Town Topics — Princeton's Weekly Community Newspaper Since 1946.
Vol. LXII, No. 39
 
Wednesday, September 24, 2008

Regional Planning Board Approves Application for New Building

Ellen Gilbert

The Regional Planning Board approved an application from Kathleen Casey, Inc. for a Preliminary/Final Major Site Plan with variances for a new building to be constructed at 44 Spring Street, after a prolonged discussion of the proposal’s problems and merits at its meeting last week.

Plans for the building, which is owned by Kathleen Jamison and now houses Judy King Interiors, include demolishing the rear portion and creating a four-story commercial building with a basement. The original plan called for nine-and-a-half-foot ceilings. In response to Planning Board members’ objections to the discrepancy in size between the one-story carriage house that will remain in front and the larger structure proposed behind it, and Board member Yina Moore’s question about the need for two feet to accommodate “mechanicals,” Ms. Jamison agreed to change the height of the ceilings to nine feet.

On the advice of the Site Plan Review Advisory Board and out of concern for its size in relation to other buildings in the area, the Regional Planning Board had declined to endorse an earlier application for the building’s expansion. Site Plan Review Advisory Board Chair William Wolf said that the applicant’s earlier presentation was “deceptive in scale” and that the disparity between the size of the front and rear portions of the building were inconsistent with the Master Plan.

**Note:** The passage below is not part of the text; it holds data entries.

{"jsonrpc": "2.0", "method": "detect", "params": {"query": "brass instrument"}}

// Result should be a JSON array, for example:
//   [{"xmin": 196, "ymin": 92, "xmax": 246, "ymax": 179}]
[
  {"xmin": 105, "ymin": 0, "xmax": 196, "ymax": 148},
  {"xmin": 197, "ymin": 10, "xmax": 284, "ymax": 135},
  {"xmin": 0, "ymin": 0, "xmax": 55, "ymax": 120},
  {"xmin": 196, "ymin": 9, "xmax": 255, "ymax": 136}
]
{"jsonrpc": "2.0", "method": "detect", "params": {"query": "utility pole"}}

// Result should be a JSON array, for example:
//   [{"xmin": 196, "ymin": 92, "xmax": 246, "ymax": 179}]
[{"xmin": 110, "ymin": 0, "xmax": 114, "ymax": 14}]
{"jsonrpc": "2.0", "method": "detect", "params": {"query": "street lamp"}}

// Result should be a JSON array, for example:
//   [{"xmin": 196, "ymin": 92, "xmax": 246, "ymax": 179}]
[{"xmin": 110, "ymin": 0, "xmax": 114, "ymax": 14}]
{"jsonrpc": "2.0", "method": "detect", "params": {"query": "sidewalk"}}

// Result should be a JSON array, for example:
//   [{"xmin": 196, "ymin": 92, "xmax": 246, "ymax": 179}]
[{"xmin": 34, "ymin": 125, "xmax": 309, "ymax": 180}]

In addition to presentations by her lawyer and architect, Ms. Jamison herself addressed the Board. Describing herself as a well-regarded Haverford antiques dealer she said, with some emotion, that “We have tried to please everybody.” She said that the proposed building was intended to support her daughter, who lost her husband on 9/11.

Board members agreed that the building’s location, at the corner of Spring and North Tulane Streets, being both a residential neighborhood as well as the beginning of the Borough’s central business district, was problematic. While home-owner and neighbor Jim Donahue complained that the proposed “65-foot edifice will block our sunlight in perpetuity,” it was noted that the building is, ultimately, in compliance with local zoning laws. “It’s our fault,” observed Mayor Trotman, noting that improvements in zoning laws would help with similar discussions in the future. Board members Barbara Trelstad and Wanda Gunning both voted no in the final vote.

During its “Findings of Fact” portion of the meeting, Board Members voted to accept Tenacre Foundation’s “compliance of conditions,” as requested at the Board’s July 22 meeting. At that time the Board found Tenacre’s expansion plans insufficient in protecting neighboring residents from potentially dangerous patients who strayed from the Christian Science Ministry campus, as happened in January of 2003 when 24-year-old Jaleni Manigault left the compound and stabbed Great Road resident William Sword. Mr. Sword recovered from his wounds, and Mr. Manigault was killed by police officers responding to a 911 call.

Princeton University’s Master Plan will be the topic of the Planning Board’s next meeting on October 2. Board Chair Peter Madison noted that the University had revised its earlier plan for a “mirror campus” across Lake Carnegie, choosing instead to focus on a “more walkable campus on this side of the Lake.” He said that he expected the University to respond to questions about traffic and parking from the Planning Board’s traffic consultant at the meeting.